Sowohl Nadine Michael, C&ERP, als auch Dr. Udo Krischke, SGS, betonten in ihren Vorträgen, dass es sowohl für chinesische Hersteller als auch für europäische Hersteller, die Geräte auf den europäischen oder chinesischen Markt bringen wollen, eine extrem große Herausforderung sei, alle derzeit bestehenden Regelungen im Zusammenhang mit Elektro- und Elektronikgeräten zu beachten. Deshalb bieten die Dienstleister C&ERP und SGS umfangreiche Dienstleistungen an, die von der Beratung hin zur Rechtskonformität bis zu den Testmethoden reichen würden. Des Weiteren würden Vertreter dieser Unternehmen in zahlreichen Gremien mitarbeiten und auch zukünftig über die Recyclingplattform C&ERP darauf hinwirken, dass WEEE, RoHS und die chinesischen Pendants möglichst harmonisiert werden.
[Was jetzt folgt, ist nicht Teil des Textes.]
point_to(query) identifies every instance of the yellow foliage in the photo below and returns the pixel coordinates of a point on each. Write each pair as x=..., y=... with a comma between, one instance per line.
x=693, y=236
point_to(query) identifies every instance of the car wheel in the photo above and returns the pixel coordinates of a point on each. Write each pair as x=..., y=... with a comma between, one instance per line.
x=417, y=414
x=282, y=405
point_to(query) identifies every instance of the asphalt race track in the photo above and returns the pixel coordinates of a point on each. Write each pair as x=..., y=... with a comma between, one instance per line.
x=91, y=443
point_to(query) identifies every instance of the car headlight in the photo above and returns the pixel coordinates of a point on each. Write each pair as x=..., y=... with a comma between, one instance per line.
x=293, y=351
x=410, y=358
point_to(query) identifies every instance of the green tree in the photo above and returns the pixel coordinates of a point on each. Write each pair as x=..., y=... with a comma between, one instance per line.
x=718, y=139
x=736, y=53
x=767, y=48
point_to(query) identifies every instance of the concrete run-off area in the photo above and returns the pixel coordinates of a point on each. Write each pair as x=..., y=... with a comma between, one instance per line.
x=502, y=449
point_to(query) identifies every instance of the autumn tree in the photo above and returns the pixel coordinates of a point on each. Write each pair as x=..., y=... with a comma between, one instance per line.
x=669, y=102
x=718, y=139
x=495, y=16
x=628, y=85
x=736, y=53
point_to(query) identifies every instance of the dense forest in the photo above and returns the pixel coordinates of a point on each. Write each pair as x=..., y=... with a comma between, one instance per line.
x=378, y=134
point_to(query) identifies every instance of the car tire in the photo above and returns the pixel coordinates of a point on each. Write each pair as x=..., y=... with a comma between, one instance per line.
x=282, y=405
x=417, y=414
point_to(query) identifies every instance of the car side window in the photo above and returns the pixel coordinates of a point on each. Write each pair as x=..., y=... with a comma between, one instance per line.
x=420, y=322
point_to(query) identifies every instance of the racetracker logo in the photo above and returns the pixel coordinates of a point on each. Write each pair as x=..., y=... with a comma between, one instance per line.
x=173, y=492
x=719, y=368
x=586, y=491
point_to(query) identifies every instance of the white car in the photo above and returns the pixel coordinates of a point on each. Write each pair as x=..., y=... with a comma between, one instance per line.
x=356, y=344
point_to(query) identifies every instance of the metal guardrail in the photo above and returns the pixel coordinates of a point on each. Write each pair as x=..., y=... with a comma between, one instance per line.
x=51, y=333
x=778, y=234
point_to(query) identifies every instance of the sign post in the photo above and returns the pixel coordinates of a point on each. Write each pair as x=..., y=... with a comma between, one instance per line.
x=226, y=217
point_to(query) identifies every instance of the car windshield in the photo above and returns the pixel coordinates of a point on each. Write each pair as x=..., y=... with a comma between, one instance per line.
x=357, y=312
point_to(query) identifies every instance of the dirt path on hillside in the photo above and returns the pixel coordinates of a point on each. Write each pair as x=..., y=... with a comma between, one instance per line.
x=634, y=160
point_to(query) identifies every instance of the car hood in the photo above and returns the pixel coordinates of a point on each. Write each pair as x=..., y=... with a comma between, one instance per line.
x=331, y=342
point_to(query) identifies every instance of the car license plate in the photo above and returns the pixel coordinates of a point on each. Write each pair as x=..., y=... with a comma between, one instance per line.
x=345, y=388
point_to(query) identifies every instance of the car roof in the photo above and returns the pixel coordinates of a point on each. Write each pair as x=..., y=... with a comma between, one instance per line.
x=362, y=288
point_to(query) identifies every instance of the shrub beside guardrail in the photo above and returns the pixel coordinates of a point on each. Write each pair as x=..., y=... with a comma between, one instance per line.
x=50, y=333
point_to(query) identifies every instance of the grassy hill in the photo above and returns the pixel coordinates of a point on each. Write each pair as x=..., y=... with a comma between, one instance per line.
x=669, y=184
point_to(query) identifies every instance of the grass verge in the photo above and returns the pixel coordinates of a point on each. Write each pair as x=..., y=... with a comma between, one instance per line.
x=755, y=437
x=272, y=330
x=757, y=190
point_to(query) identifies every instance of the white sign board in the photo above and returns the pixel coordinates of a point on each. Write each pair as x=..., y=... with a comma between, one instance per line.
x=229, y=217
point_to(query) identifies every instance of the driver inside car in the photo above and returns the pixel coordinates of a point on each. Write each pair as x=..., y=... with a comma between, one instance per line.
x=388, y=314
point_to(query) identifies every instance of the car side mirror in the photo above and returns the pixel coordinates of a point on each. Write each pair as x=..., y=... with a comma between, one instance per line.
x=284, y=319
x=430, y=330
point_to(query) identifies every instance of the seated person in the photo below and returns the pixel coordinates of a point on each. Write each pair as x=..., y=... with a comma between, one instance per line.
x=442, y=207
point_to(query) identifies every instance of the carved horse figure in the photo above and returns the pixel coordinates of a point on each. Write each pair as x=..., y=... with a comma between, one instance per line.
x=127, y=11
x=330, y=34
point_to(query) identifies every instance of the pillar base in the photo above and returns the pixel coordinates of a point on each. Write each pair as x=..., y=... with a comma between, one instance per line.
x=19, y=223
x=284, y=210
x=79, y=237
Eine stärkere Harmonisierung auch innerhalb Europas war auch ein Anliegen von Frau Kathrin Gause, Referentin im Bundesumweltministerium und Herrn Jürgen Wituschek, Bundeswirtschaftsministerium (BMWi). Insgesamt würde Deutschland jedoch eine positive Bilanz nach über einem Jahr Erfahrung mit dem ElektroG (Elektro- und Elektronikgerätegesetz) ziehen. Es sei nach den Worten von Frau Gause ein zukunftsweisendes und kosteneffizientes System für die Hersteller und Verbraucher entstanden. Bei Nachfrage, warum Deutschland noch keine Monitoringzahlen veröffentlicht hätte, betonte Frau Gause, dass es tatsächlich Probleme mit der Mengenerfassung über die Stiftung EAR gäbe. Es sei damit zu rechnen, dass erst Ende 2007 die Zahlen für 2006 veröffentlicht werden könnten. Der Vertreter des BMWi äußerte sich zur Frage, ob stärkere Regulierungen im Umweltbereich zu Marktbeschränkungen führen könnten, kritisch bezüglich der in China diskutierten WEEE und RoHS. Um einen freien Welthandel zu gewährleisten, müssten Regelungen weitestgehend harmonisiert sein und hohe technische Standards bei Messungen und Zertifizierungen von den einzelnen Staaten anerkannt werden. Alle anderen Maßnahmen könnten protektionistische Ausmaße annehmen.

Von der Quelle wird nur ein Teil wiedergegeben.